C - Biodiversity

The function of ecosystems is largely determined by the taxonomic composition and diversity of their constituting species assemblages, often involving complex interactions between trophic levels as well as with abiotic factors, especially climate and soils. Many of these functions, so-called ecosystem services, are critical to human survival. Important services are for example the provision of food, the mitigation of floods and droughts, the purification of water and air, the preservation of soil fertility, and the pollination and pest control of crops. Yet the ecological understanding of the underlying role of biodiversity in providing these services is quite limited.
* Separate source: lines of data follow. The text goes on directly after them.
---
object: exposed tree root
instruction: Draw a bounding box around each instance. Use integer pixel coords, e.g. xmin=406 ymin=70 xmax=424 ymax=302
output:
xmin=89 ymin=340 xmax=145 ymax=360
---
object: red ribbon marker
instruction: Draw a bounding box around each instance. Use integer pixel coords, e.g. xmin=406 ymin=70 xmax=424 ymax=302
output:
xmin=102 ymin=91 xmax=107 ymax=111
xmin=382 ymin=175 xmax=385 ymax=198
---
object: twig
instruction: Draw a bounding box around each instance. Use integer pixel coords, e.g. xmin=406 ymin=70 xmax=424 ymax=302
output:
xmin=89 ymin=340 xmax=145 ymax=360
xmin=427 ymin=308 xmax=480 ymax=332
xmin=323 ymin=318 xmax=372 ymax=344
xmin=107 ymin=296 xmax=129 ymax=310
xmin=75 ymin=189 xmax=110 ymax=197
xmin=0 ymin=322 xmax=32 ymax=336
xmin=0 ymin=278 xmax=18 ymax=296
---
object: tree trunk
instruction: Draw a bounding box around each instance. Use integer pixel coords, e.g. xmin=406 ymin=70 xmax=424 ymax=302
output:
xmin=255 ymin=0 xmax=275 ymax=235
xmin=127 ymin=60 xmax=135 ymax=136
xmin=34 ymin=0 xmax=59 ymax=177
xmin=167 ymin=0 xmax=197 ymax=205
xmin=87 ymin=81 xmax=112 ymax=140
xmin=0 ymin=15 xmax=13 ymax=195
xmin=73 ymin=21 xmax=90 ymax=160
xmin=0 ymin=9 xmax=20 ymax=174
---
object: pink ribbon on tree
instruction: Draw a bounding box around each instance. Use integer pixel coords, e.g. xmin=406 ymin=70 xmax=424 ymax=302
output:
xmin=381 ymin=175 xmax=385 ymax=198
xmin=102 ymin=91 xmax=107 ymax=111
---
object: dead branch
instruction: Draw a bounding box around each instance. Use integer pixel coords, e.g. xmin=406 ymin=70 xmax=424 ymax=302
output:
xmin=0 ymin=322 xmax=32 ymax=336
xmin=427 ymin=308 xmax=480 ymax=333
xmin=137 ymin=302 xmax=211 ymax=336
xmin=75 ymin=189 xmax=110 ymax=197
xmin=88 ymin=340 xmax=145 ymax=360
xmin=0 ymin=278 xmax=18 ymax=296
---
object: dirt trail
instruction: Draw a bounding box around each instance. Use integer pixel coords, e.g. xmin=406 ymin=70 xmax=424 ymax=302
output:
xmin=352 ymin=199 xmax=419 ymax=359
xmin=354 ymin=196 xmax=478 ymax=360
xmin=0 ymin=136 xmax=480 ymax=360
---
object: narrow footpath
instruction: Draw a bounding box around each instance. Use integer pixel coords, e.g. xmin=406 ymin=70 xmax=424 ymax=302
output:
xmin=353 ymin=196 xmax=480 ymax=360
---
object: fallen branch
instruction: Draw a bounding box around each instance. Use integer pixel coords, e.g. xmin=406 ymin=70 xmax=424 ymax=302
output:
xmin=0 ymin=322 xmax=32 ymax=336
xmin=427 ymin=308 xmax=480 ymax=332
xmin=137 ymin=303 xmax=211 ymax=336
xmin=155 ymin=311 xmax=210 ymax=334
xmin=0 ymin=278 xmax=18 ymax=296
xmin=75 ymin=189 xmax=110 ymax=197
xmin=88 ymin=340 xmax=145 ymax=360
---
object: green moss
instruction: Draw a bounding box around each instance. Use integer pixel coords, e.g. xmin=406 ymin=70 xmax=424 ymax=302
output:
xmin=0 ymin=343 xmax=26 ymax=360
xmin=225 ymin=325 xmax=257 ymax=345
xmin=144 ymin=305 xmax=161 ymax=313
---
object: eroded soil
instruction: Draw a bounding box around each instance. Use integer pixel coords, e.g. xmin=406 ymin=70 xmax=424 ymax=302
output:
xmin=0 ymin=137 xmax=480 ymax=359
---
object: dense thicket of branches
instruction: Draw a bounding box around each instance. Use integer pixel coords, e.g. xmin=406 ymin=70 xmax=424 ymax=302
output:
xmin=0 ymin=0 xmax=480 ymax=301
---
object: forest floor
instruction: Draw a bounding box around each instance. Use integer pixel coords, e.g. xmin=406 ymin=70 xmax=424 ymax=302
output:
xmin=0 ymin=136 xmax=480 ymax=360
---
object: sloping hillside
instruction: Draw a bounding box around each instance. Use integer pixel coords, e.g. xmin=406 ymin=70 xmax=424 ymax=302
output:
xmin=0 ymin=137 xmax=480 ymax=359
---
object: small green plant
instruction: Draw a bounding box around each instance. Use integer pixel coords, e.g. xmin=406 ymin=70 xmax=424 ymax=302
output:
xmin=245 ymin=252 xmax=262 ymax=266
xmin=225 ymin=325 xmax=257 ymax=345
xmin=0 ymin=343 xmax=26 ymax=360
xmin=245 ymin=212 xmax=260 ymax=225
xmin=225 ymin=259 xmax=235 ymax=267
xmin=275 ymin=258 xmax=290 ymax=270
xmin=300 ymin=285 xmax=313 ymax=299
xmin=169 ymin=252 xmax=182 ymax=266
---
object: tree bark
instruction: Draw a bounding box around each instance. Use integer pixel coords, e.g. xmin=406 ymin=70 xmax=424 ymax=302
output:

Species that play central roles in a given ecosystem and are not “backed up” by other ecologically similar species are so-called keystone components. These are sometimes easily identified, but are just as often hidden among the high number of other species, especially in tropical forests. In other cases, however, many functionally roughly equivalent species are present, whose individual role is uncertain. Such “redundant” species have been hypothesized to provide an insurance of ecosystems against exogenic disturbances, but empirical evidence for this is still weak. Untangling the relative role of individual species, i.e., biodiversity-functioning relationships, and the response of ecosystems to man-made and natural disturbances is therefore one of the great challenges of biological research. Human impact on ecosystems takes place at multiple spatial scales, from global climate change, regional conversion of natural to managed ecosystem, to local disturbance by agricultural management practices.